Jason melirik, dan Piper menunduk pada mangkuknya seperti menahan malu. Duh, lucunya.

"Kalian sudah serius, 'kan? Maksudku, yah, walaupun sepertinya rencana pernikahan masih jauh, kalian bahkan belum dua puluh tahun, tapi dari cara Pipes bicara, kurasa dia tidak akan menyerahkanmu pada siapapun, sampai kapanpun," Tristan tertawa kecil. "Ah, cinta masa muda. Indah sekali."

Jason memaksakan diri untuk tertawa. "Yah, kurasa bukan ide yang buruk. Ayah. Hm," katanya, seolah kata itu terasa berat di lidahnya, atau seolah berhasil memuntir organ lembek tersebut. Bagaimanapun, kata itu berikut maknanya adalah sesuatu yang sangat jauh dari hidupnya, hampir-hampir tak tersentuh, meski ia tahu bahwa ia punya ayah orang besar, ia tak pernah benar-benar merasa ada ikatan yang sama dengan ayah-anak dalam konteks dunia manusia.

"Nak, ceritakan lagi soal permainan Pemberontakan Ionia tadi! Aku benar-benar tertarik!"

Piper mengerutkan kening pada mereka berdua.

"Game favoritku dan Leo," Jason menjawab rasa penasaran Piper, "Kuperkenalkan pada Dakota juga, dan dia belakangan jadi tertarik."

"Ya ampun, waktu untuk para lelaki ini namanya," Piper memutar bola mata.

"Andai Anda punya piranti games di sini—oh, tunggu! Aku membawa sesuatu di tasku. Ada permainan yang mirip dengan Pemberontakan Ionia, kurasa aku bisa mengajari Anda!"

"Wow, luar biasa! Ayo, habiskan brownies itu, kita akan mulai waktu ayah-anak yang menarik!"

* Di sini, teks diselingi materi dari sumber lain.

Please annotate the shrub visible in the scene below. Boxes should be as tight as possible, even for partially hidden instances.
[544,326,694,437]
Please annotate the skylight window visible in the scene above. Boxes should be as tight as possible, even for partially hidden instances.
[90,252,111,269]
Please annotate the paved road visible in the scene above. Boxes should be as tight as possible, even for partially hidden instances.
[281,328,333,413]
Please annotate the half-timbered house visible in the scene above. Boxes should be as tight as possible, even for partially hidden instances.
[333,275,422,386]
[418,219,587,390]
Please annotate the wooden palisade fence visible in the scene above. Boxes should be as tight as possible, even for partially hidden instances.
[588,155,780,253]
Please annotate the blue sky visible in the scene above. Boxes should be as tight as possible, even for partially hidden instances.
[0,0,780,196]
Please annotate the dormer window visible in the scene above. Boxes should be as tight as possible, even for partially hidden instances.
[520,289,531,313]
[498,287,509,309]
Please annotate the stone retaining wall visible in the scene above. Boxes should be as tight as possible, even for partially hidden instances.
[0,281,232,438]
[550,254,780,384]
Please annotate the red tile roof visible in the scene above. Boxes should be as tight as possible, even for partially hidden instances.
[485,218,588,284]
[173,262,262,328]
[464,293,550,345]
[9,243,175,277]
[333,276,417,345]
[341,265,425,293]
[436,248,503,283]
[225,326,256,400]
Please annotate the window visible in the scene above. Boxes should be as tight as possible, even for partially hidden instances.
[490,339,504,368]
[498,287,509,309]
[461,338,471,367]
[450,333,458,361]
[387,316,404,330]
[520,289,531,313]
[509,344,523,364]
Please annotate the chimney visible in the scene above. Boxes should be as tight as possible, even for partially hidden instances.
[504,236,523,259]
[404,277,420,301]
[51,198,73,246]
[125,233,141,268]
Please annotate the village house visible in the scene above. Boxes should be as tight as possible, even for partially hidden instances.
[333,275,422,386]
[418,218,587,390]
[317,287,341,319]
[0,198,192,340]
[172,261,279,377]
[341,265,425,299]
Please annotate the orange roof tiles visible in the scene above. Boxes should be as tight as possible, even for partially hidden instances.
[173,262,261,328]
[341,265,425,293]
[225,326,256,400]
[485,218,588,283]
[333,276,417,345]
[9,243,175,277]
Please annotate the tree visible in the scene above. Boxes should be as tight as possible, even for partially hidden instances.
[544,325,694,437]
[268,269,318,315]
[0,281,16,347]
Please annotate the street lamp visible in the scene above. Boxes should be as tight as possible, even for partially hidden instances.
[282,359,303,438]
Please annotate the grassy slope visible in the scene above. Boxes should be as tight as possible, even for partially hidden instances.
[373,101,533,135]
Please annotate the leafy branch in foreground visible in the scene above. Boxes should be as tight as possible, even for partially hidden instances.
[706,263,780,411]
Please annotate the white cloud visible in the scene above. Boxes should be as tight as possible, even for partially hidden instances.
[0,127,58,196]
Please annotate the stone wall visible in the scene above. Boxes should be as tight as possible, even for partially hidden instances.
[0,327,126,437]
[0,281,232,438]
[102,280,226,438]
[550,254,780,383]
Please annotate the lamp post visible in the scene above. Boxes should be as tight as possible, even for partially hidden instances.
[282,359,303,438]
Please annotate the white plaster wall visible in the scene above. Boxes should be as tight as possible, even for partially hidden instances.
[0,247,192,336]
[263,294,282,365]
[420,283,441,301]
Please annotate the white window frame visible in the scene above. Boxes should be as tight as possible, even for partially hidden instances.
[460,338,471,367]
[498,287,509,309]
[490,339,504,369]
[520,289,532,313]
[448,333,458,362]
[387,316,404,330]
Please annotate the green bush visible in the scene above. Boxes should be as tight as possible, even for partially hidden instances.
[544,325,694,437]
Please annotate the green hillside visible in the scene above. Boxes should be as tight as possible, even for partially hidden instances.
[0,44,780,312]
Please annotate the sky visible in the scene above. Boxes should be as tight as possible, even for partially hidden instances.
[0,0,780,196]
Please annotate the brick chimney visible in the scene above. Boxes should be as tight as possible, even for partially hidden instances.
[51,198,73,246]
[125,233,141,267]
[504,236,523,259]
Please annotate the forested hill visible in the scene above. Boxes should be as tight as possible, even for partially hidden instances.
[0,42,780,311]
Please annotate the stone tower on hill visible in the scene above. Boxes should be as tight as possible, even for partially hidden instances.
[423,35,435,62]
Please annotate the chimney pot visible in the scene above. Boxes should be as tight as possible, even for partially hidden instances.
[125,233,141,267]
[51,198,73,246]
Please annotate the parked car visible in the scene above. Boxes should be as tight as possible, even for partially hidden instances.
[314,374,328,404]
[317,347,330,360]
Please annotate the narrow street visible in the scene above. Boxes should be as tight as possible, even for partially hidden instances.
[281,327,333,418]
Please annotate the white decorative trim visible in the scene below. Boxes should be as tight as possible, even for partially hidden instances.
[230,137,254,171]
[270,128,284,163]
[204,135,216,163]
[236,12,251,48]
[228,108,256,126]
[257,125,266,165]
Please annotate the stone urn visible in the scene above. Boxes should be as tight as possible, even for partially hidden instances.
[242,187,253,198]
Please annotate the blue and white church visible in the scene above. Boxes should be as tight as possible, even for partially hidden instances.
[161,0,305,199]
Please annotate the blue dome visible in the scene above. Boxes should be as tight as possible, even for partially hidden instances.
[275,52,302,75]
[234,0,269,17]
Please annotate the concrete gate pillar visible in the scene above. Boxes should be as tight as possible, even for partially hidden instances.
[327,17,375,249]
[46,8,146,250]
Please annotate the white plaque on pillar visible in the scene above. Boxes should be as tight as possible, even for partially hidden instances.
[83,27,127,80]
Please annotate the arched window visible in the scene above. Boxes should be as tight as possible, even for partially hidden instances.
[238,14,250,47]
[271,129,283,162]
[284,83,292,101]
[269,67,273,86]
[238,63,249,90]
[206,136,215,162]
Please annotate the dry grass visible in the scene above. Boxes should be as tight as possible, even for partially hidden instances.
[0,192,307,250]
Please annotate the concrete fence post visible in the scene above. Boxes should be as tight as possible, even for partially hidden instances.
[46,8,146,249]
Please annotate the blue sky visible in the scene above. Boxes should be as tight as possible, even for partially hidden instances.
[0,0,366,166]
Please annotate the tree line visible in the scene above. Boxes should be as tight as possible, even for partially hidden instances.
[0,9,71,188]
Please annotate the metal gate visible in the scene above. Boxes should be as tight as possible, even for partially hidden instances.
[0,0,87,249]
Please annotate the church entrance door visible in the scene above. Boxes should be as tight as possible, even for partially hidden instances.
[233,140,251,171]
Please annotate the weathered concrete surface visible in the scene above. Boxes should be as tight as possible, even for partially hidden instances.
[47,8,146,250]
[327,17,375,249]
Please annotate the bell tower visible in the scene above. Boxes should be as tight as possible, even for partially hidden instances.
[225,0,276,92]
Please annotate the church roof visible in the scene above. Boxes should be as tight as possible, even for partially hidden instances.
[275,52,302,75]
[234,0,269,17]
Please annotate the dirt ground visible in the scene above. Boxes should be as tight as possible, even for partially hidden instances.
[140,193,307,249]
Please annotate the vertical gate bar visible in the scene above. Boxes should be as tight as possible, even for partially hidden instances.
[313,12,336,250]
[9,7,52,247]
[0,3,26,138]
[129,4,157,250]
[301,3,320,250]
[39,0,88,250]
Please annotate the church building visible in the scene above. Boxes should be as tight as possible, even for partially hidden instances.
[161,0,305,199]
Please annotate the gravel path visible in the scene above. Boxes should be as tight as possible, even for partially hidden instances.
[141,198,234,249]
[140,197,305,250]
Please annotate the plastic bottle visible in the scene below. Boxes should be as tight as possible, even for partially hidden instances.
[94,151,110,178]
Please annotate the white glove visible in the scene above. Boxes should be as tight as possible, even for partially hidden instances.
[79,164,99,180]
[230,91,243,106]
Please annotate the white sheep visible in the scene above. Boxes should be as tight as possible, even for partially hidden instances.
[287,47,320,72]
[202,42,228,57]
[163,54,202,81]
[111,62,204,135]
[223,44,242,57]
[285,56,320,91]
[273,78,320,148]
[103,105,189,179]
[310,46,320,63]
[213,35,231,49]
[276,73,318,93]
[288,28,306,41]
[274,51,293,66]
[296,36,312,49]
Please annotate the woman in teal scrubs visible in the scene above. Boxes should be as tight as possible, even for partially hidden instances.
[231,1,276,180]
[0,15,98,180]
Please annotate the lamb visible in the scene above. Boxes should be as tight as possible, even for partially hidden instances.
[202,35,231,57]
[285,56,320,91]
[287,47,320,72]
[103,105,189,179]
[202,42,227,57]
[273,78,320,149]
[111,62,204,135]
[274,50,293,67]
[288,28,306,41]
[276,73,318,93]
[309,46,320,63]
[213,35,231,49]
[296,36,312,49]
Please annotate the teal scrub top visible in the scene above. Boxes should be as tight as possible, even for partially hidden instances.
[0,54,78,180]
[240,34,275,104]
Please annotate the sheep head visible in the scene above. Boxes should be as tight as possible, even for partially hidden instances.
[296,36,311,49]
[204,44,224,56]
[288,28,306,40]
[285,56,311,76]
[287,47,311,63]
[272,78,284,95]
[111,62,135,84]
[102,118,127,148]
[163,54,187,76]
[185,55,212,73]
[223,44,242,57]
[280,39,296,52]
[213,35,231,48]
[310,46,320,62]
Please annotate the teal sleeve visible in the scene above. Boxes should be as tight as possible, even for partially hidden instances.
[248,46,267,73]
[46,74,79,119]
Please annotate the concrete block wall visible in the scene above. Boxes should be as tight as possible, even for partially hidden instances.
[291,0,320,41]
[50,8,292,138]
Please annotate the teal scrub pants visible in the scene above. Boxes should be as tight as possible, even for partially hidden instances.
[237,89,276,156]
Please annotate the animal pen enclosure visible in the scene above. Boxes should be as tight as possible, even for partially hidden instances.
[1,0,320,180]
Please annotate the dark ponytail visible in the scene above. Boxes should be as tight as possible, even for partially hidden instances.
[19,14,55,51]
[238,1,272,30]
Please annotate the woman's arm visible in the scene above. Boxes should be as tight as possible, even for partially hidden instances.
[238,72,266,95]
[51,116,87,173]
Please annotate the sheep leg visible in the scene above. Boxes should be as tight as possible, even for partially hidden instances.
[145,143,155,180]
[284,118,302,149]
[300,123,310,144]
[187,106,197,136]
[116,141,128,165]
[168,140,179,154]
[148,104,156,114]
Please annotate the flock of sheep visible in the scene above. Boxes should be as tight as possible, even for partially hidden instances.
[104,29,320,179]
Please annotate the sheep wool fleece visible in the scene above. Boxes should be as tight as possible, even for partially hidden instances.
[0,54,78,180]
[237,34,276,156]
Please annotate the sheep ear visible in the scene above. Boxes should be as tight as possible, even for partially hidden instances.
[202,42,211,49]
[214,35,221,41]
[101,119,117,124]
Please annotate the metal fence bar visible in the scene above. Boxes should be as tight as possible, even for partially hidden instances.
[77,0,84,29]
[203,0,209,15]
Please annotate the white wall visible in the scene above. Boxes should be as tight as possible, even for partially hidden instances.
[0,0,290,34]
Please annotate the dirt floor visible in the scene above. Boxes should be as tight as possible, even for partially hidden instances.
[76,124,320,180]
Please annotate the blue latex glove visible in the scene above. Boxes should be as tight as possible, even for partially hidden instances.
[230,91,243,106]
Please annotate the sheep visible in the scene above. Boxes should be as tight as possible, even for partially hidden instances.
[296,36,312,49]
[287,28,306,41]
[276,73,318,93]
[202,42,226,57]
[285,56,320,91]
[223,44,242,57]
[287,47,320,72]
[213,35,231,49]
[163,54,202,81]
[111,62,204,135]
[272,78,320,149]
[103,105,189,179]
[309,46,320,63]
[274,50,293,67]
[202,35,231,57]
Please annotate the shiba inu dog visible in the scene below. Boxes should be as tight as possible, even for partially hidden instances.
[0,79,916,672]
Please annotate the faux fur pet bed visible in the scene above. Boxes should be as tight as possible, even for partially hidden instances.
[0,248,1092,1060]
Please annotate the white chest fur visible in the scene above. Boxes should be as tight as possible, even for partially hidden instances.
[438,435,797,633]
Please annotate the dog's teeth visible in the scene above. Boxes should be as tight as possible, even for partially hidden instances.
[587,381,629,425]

"Heeei," Piper menyela. "Aku bagaimana?"

"Kau bisa jadi penggembira, Pipes, Ayah dengan senang hati mendapatkanmu sebagai pendukung dari sisi Tristan McLean!"

"Oh, oh, maaf, kukira Piper berada di pihakku?" Jason mengernyit.

"Tidak, tidak, Nak, aku mengklaim Piper duluan."

"Ayolah, aku juga ingin memiliki Pipes," keluh Jason dengan nada dibuat-buat.

"Kali ini tidak, Grace, Piper milikku!"

Jason ingin memberengut, tetapi dia malah tertawa.

Rasanya tidak buruk juga.


Permainan yang dimaksud Jason adalah sejenis Gigantomachy, tetapi dalam versi yang lebih ramah dan tidak menampilkan watak sangar sesungguhnya para raksasa. Semacam adaptasi, dengan para raksasa yang dibuat seperti manusia abad kedua puluh satu, menyerang perkotaan dan ditolong oleh si pemain yang bisa memilih menjadi dewa apa saja, dengan kekuatan yang diadaptasi dengan modernisasi. Zeus jadi memiliki kekuatan mengendalikan listrik dari tiang-tiang dan pembangkit di seluruh kota, Poseidon mengendalikan air dari saluran bawah tanah dan tangki-tangki, Hades membangkitkan hantu-hantu dari bangunan yang ditinggalkan, Artemis menjadi ketua detasemen khusus wanita di kepolisian, dan Apollo mengepalai seluruh rumah sakit di kota, sekaligus ketua regu penembak ulung di militer.

Tristan memilih menjadi Zeus (yang Jason pikir adalah sebuah kebetulan yang cukup keren), karena dia bilang setrum adalah kekuatan super yang begitu ingin dia miliki sejak kecil.

Piper memilih undur diri, merasa tidak perlu mendukung siapa-siapa agar adil. Dia menonton reality show yang tampaknya membosankan di televisi, tetapi Jason sedang tidak bisa peduli-peduli amat. Tristan keren dan jago! Seharusnya dia bisa memakai jargon ini untuk promosi film Tristan berikutnya.

Ayah Piper akhirnya pamit untuk tidur pukul setengah sebelas malam. Dia bilang, tidur di jam yang teratur dan cepat adalah hal yang sangat dia rindukan, walaupun ia bilang bermain bersama Jason adalah kepuasan terbesar yang belum pernah ia rasakan entah sejak kapan.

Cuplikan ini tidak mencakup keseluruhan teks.